Tessa is listening to
|“Making Breakfast,” Twin Peaks
Aptly named for post-sleepover kitchen dance parties, “Making Breakfast” puts me in the mood to dance and sing and make pancakes with my friends all at once.
“Funk,” C-Dot 416, Shang-High
My friend Mark and I no longer communicate via words; all of our correspondence take place via music-sharing. “Funk” is the latest song he’s shared with me and it reminds me of all of the music that we’ve passed back and forth over the years.
“Don’t Swallow the Cap,” The National
The National is reminiscent of so many things: walking the streets of Paris during my semester abroad, slow Sunday mornings drinking coffee with my brother, that one heartbreak. “Don’t Swallow the Cap” specifically triggers all of those associated memories with the people and places that have shaped me.
Cath is listening to
“Tezeta (Nostalgia),” Mulatu Astatke
This song is a playlist must-have whenever I invite people into my space or have the aux cord at a casual get-together.

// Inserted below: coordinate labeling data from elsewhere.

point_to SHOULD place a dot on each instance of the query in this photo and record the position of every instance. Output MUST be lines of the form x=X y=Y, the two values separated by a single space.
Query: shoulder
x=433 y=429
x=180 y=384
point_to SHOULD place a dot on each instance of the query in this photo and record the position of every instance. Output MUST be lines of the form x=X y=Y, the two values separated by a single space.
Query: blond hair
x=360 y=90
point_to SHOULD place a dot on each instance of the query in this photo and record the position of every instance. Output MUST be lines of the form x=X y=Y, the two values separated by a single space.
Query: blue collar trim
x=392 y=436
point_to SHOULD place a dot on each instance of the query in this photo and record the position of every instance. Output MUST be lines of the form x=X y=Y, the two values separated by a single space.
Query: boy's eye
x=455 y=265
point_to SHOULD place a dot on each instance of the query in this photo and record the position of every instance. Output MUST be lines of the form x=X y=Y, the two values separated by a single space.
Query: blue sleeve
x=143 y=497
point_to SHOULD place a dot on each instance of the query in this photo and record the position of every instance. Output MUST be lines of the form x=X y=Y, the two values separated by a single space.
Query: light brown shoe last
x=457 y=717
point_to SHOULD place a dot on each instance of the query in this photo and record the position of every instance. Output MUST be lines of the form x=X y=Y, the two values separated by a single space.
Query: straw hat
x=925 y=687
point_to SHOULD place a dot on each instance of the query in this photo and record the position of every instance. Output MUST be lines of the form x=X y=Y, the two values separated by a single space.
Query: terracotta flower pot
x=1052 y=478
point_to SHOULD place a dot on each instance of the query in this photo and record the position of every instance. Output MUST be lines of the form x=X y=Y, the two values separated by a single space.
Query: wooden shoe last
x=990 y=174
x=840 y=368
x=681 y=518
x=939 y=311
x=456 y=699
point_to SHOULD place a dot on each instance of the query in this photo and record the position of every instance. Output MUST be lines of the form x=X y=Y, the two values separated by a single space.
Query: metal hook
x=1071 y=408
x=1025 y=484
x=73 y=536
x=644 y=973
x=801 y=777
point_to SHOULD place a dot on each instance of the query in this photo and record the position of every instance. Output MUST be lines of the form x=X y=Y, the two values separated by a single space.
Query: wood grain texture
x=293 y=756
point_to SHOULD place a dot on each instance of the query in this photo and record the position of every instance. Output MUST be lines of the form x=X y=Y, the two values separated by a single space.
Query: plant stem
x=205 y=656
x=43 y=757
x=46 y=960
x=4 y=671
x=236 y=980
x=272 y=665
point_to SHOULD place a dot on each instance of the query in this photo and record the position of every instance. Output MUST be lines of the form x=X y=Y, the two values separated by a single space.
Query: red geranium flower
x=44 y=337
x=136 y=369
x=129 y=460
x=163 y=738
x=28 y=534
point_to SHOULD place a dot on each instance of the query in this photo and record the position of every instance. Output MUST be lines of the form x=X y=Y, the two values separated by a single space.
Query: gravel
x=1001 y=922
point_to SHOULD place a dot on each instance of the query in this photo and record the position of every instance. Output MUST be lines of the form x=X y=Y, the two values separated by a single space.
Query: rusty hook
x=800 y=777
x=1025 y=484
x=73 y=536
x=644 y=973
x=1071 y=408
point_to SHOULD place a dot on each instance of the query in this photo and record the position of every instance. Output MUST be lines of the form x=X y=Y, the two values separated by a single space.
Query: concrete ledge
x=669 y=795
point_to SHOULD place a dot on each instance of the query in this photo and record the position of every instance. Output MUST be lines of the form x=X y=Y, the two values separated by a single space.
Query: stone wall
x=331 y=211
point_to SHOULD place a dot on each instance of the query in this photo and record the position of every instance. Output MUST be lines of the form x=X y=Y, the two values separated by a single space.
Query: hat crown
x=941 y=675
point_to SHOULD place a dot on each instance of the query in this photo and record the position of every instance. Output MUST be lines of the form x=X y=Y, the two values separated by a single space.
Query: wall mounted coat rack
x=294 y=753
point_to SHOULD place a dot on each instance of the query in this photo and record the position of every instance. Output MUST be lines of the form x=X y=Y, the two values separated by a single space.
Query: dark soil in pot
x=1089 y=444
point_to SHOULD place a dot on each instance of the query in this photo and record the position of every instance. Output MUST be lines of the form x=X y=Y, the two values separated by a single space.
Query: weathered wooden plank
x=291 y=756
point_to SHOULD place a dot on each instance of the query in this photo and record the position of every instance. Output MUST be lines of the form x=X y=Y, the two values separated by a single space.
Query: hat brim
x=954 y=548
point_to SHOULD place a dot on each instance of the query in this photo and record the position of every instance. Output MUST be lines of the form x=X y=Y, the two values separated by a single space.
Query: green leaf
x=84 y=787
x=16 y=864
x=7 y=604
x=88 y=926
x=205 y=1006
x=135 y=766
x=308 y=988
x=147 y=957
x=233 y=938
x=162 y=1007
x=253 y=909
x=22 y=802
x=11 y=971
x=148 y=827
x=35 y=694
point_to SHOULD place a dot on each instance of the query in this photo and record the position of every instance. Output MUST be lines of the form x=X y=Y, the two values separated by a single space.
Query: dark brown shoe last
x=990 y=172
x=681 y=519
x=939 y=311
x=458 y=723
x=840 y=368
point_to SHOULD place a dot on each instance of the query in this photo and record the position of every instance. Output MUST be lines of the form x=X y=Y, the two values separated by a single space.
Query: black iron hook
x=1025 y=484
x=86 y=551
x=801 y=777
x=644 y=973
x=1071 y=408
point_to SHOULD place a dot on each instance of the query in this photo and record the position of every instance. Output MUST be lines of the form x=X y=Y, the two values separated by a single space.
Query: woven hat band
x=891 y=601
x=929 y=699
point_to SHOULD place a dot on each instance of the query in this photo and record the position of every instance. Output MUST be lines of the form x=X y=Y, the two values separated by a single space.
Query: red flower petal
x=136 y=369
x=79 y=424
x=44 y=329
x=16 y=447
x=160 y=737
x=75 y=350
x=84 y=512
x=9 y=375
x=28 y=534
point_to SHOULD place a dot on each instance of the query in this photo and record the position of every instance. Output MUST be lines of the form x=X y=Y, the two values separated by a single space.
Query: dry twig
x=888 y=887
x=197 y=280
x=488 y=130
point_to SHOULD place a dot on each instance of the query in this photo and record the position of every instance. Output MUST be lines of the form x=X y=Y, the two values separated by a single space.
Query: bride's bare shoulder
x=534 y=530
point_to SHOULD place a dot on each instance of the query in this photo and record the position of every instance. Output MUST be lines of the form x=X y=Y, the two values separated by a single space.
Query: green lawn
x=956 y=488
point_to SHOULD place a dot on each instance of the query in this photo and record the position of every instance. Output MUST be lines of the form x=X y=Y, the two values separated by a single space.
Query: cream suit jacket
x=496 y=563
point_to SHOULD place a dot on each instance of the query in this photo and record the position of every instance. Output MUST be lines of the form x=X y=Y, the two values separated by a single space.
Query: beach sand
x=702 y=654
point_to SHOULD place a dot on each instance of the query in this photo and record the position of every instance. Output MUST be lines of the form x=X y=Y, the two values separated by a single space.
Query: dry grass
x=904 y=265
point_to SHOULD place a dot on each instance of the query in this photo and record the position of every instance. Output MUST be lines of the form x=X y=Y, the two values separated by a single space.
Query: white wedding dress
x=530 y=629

Its easygoing tempo and gentle saxophone create the perfect mood for connecting with others (or helping to calm nerves when social anxiety kicks in… or for when you’re too stoned).
“Once in a Lifetime,” Talking Heads
I will forever associate this song with my group of college friends that became the pulsing heart of my senior year. Two of my college friends just got married and when this song came on at their wedding, it was “the same as it ever was” when we all ran to the dance floor to celebrate.
Nothing feels like “gathering” more than getting the aux cord privilege in a car full of white dudes speeding down a highway in Massachusetts at 1am on Halloween night 2015, putting this song on and have them all fall silent in reverence of this crowdpleaser (save for the one dude who broke the silence to say, “I guess you do know good music”).